Differential genes detected at 5% FDR in hemoglobin SS reticulocytes from 5 SCA patients compared to hemoglobin AA reticulocytes from 5 African American control individuals. (A) Volcano plot of differential genes. The top one percent of the most signifcant genes were labeled. ATG14 autophagy related 14, SLC16A1 solute carrier family 16 member 1, PCMTD2 protein-L-isoaspartate (D-aspartate) O-methyltransferase domain containing 2, ARHGEF12 Rho guanine nucleotide exchange factor 12, PNRC2 proline rich nuclear receptor coactivator 2, KDM7A lysine demethylase 7A, MFAP3 microfibrillar associated protein 3, THAP5 THAP domain containing 5, ZNF37A zinc finger protein 37A, CNOT6 CCR4-NOT transcription complex subunit 6, NCOA2 nuclear receptor coactivator 2, KAT2B lysine acetyltransferase 2B, NBR1 NBR1 autophagy cargo receptor. (B) GO biological processes and KEGG pathways enriched with differential genes. (C,D) Hierarchical clustering of genes whose expressions were (C) increased or (D) decreased in hemoglobin SS reticulocytes, using correlation distance of expression changes across stage transitions in hemoglobin AA erythrobasts by An et al. Enriched GO biological processes with adjusted P-value < 0.05 are labelled per gene cluster.

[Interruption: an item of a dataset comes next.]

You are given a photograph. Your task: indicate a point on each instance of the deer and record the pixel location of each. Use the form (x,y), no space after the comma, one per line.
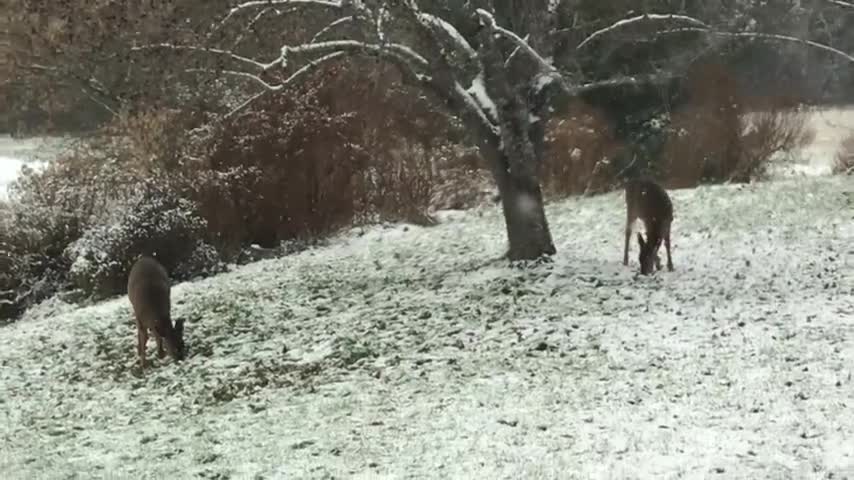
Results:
(648,201)
(148,291)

Transcripts in reticulocytes are remnants of preceding erythroblasts. To assess the developmental context of the genes differentially expressed in SCA (hemoglobin SS) reticulocytes, we examined how their expressions changed in stage transitions in human hemoglobin AA erythroblasts as reported by An and colleagues13. An’s study applied fluorescence-activated sorting-based methods to purify erythroblasts and examined transitions spanning the proerythroblastic (ProE), early basophilic (EB), late basophilic (LB), polychromatic (Poly), and orthochromatic (Ortho) stages. Across the genes analyzed in both studies, the median reads per kilobase million in An et al. were correlated with the median fragments per kilobase million in this study with Spearman’s rho 0.40, 0.44, 0.50, 0.65, 0.68 for ProE, EB, LB, Poly, and Ortho, respectively. The increasing correlation of gene expression profile between reticulocytes and differentiating erythroblasts is consistent with the position of reticulocytes in erythroblast lineage. It also indicates that our fractioning method of reticulocyte transcripts (“Methods”) captured relevant variation in erythroblasts.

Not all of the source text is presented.